Studies Show ChemoLock Prevents Hazardous Drug Surface Contamination and Provides a Completely Dry Disconnect

Studies from researchers at Nebraska Methodist Hospital and University of Nebraska Medical Center showing the effectiveness of the newly launched system were presented yesterday at the American Society for Health-System Pharmacists Midyear meeting in Orlando, FL

ICU Medical ChemoLock Syringe

ORLANDO, Florida, December 12, 2013 – ICU Medical, Inc. (NASDAQ: ICUI) today announced that two new studies presented yesterday at the American Society of Health-System Pharmacists (ASHP) Midyear Meeting and Exhibition in Orlando demonstrated that the company’s newly launched ChemoLockTM closed system transfer device (CSTD) prevents hazardous drug surface contamination while eliminating leakage and providing a completely dry disconnect.

ChemoLock is the first and only needlefree CSTD to receive United States Food and Drug Administration (FDA) 510(k) clearance for pharmacy applications (product code ONB), as well as patient administration applications (product code FPA) and was officially launched this week at the ASHP meeting.

The studies, performed by researchers at Nebraska Methodist Hospital and University of Nebraska Medical Center,  are the first independent studies to verify the efficacy of the ChemoLock system. ChemoLock is designed to provide a new standard of safety for hazardous drug preparation, transportation, administration and disposal. The system prevents the escape of hazardous drug or vapor concentrations outside the system, blocks the transfer of bacteria and other environmental contaminants into the system, and eliminates needlestick injuries while keeping patients and clinicians safe from hazardous drug exposure.


In the first study, titled Evaluation of FDA-Approved ONB Closed-System Transfer Devices Utilizing Cyclophosphamide as a Marker, researchers performed surface wipe studies to determine the pre- and post- preparation levels of hazardous drugs on working surfaces, comparing the ChemoLock with Beckton Dickinson’s PhaSeal® system. For the ChemoLock system, no cyclophosphamide (CP) was detected on working surfaces or the compounders’ gloves following the preparations. For the PhaSeal system, CP was detected on the biological safety workbench following two of the trials and on one occasion the internal needle of the product became unintentionally exposed with a fluid droplet observed on the needle tip.

In the second study, titled pH Liquid Integrity Test of FDA-Approved ONB Closed-System Transfer Devices, the researchers used litmus paper to test for simulated hazardous drug residual on the ChemoLock system components following 20 drug preparations and compared that to residual left on the PhaSeal system components and on a traditional needle and syringe after an equivalent number of preparations.
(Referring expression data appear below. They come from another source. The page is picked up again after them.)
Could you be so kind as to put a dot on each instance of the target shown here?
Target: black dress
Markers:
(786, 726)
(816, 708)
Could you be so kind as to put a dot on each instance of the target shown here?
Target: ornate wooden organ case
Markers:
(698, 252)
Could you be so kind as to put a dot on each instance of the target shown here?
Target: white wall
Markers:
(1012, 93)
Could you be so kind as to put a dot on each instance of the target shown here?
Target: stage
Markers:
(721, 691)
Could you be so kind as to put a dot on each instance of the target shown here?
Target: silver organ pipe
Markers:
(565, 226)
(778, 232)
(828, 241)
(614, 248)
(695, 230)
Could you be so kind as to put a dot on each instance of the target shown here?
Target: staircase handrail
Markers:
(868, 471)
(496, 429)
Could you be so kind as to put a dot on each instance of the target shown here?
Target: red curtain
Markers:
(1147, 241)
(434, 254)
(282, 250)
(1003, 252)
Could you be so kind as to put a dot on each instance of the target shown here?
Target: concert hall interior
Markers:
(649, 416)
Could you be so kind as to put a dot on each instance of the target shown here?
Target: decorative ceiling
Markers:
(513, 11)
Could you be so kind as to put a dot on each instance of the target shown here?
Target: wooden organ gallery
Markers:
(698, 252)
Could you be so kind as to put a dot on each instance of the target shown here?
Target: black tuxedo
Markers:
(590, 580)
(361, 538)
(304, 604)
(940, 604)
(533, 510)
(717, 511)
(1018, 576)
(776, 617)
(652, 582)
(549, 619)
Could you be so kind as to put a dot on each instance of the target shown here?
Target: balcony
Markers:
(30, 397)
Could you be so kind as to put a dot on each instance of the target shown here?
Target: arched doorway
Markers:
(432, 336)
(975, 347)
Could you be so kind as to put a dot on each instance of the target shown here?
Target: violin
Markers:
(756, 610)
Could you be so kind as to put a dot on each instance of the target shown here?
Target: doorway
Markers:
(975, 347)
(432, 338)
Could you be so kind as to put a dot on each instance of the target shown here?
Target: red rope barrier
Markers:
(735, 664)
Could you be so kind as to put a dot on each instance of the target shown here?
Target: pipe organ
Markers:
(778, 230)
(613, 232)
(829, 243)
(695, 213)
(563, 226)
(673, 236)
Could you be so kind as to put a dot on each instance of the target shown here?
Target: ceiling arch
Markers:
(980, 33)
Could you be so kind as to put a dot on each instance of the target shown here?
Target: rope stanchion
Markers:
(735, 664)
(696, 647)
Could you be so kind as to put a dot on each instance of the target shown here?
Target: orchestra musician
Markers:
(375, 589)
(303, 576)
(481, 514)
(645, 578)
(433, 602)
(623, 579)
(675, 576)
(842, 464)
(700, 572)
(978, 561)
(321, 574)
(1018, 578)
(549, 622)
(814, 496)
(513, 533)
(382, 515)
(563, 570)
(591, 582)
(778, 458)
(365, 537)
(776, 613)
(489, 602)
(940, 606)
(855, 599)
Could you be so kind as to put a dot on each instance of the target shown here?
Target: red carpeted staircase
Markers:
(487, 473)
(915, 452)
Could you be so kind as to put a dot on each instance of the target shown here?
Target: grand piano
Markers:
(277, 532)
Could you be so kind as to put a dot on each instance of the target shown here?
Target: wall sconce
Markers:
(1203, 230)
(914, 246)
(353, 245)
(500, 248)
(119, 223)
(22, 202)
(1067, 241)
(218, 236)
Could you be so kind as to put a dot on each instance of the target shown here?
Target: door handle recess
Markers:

Based on this testing, researchers observed that there was no leakage with the ChemoLock system but that visible leakage occurred with 1.7% of PhaSeal system preparations and 43% of traditional needle and syringe mixes.

The study conclusion stated that both CSTDs provided substantial improvement in safety over compounding with a needle and syringe but that PhaSeal “had two failed manipulations in a relatively small sample size.” They added “the ChemoLock product had no litmus paper color changes and no visible droplets evident during manipulations.”

The ChemoLock system consists of easy to use needlefree components that connect with an audible click, cannot be deactivated, and will passively aid in preventing both needlestick injuries and exposure to cytotoxic medications. No complex assembly is required prior to usage and the system remains completely closed throughout the entire safe handling process—including preparation, transportation, administration, and disposal—assuring both patient and caregiver safety as well as the sterility of the prepared medication.